I closed my eyes and breathed deeply through my nose.
“Can you say nail again, please? Specifically, nail me, Hunter. You practically already said all the words, just not in sequence.”
She burst out laughing as I hooked a finger into her jacket and pulled her in, not giving a fuck about being broke and unemployed and neck-deep in trouble.
“What’d you get?” I threw my arm over her shoulder, kissing the crown of her head as we walked toward the living room. And just like that, it felt like she was never gone. Just another blissful night with my girl.
“I thought we’d try the new Cypriot place. It got rad reviews.”

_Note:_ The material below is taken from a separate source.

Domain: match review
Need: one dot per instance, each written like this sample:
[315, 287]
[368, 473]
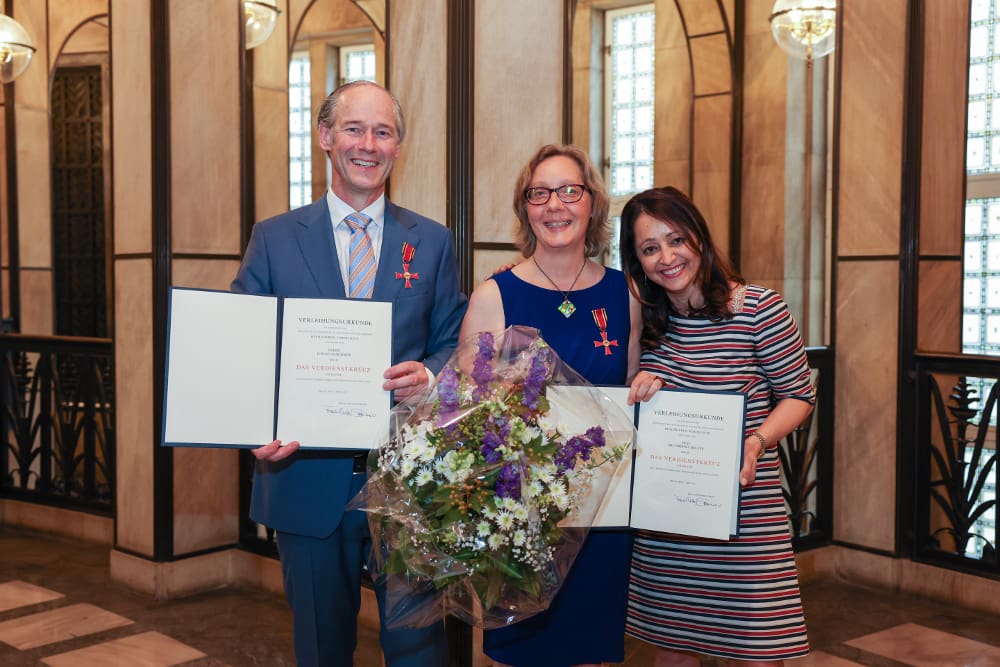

I bit my fist again. I’d made the right choice.
Fuck the money.
I knew, in a subconscious way, that the only shot I had at catching Syllie was if he made a mistake. But Syllie was a careful bastard, so when I found out I’d been the one to throw him off-kilter, I nearly jizzed my pants.
It was right after Sailor and I polished off our souvlaki and halloumi cheese wraps. We listened to him as he got the call in which he was informed that I hadn’t boarded the commercial plane to Maine with my father and brother.
“What do you mean he is not on the plane?” he seethed to the person on the other line. I couldn’t listen to what the other party was saying. Sylvester had used another burner phone. “How could he not be on the plane?”
Sailor and I exchanged glances, our backs hunched over the laptop, listening to the live recording.
“The whole plan is pointless without him there! No, don’t tell me to calm down. Months of planning, all down the drain. You might as well cancel the entire operation if he’s not there. The idiot will take over once they’re done and dealt with, and my troubles will triple.”
“Done and dealt with?” Sailor whisper-shouted, her eyes widening. “Did he just say that?”
A few things happened in that moment. Maybe because Sailor looked at me like I was an intelligent, capable human being and not a moneyed gigolo. She looked at me like I could crack this riddle.
And I realized…well, that I could.
I did a quick math:
Syllie sent my father and brother to a refinery that’d been dealing with health and safety issues.
The machinery was faulty. Three of them, at least. That’s why we were scheduled to visit there in the first place.
Syllie could and probably planned to stage an accident in which all three of us—Da, Cillian and I—would die. All he needed was one orchestrated explosion. Mom and Aisling, while they’d inherit the majority of shares, wouldn’t run the company in a million years. Which put the position in Syllie’s capable hands.
Holy shit. He wanted to kill us. And I’d just fucked up his plan big time. Now the question was—would he go through with it still, or was he postponing because my ass wasn’t en route to Maine?
Sailor seemed to read my mind, shoving my phone into my hand. “You have to call them.”
I called Cillian five times. I tried another three times to reach my father. I also texted them a thousand times. They were either on the plane or somewhere with zero reception. I remembered Cillian complaining about the lack of reception in that part of Maine. I was sure Syllie took this into consideration when he’d planned all this.
“What do I do now?” I stood, pacing back and forth. “What do I do to save my asshole family?”
“Now,” Sailor said simply, “you do what Fitzpatricks do best: you go to war, and you win.”